Search code examples
rduplicatesr-faq

Finding ALL duplicate rows, including "elements with smaller subscripts"


R's duplicated returns a vector showing whether each element of a vector or data frame is a duplicate of an element with a smaller subscript. So if rows 3, 4, and 5 of a 5-row data frame are the same, duplicated will give me the vector

FALSE, FALSE, FALSE, TRUE, TRUE

But in this case I actually want to get

FALSE, FALSE, TRUE, TRUE, TRUE

that is, I want to know whether a row is duplicated by a row with a larger subscript too.


Solution

  • duplicated has a fromLast argument. The "Example" section of ?duplicated shows you how to use it.
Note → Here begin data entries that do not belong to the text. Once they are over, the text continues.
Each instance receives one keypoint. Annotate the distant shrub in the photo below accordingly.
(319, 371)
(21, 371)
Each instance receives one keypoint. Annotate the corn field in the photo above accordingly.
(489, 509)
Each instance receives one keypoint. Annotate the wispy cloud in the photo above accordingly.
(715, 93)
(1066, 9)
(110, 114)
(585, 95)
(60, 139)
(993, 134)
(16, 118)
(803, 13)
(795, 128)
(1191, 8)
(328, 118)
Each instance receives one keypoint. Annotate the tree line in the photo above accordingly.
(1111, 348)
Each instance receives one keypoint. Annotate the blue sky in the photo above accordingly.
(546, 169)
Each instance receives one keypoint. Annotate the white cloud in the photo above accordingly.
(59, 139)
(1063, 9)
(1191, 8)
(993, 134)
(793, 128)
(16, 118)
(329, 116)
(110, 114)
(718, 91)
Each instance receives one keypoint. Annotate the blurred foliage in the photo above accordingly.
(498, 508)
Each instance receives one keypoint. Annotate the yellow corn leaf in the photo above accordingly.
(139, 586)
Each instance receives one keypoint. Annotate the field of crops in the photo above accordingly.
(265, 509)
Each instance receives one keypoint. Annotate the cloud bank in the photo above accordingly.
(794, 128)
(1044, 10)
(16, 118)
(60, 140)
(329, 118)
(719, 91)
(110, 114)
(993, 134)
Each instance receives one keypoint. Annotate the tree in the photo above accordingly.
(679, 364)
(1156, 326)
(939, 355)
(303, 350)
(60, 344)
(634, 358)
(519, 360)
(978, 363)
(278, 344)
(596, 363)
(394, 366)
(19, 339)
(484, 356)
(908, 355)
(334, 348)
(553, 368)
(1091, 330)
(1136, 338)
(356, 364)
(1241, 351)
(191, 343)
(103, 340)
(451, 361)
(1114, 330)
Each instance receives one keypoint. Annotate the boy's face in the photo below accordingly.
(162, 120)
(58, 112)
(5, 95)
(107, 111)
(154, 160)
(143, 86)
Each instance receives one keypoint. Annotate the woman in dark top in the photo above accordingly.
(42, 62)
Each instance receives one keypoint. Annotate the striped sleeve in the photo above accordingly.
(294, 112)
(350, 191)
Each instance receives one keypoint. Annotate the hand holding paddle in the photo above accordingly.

Just call duplicated twice, once with fromLast=FALSE and once with fromLast=TRUE and take the rows where either are TRUE.


    Some late Edit: You didn't provide a reproducible example, so here's an illustration kindly contributed by @jbaums

    vec <- c("a", "b", "c","c","c") 
    vec[duplicated(vec) | duplicated(vec, fromLast=TRUE)]
    ## [1] "c" "c" "c"
    

    Edit: And an example for the case of a data frame:

    df <- data.frame(rbind(c("a","a"),c("b","b"),c("c","c"),c("c","c")))
    df[duplicated(df) | duplicated(df, fromLast=TRUE), ]
    ##   X1 X2
    ## 3  c  c
    ## 4  c  c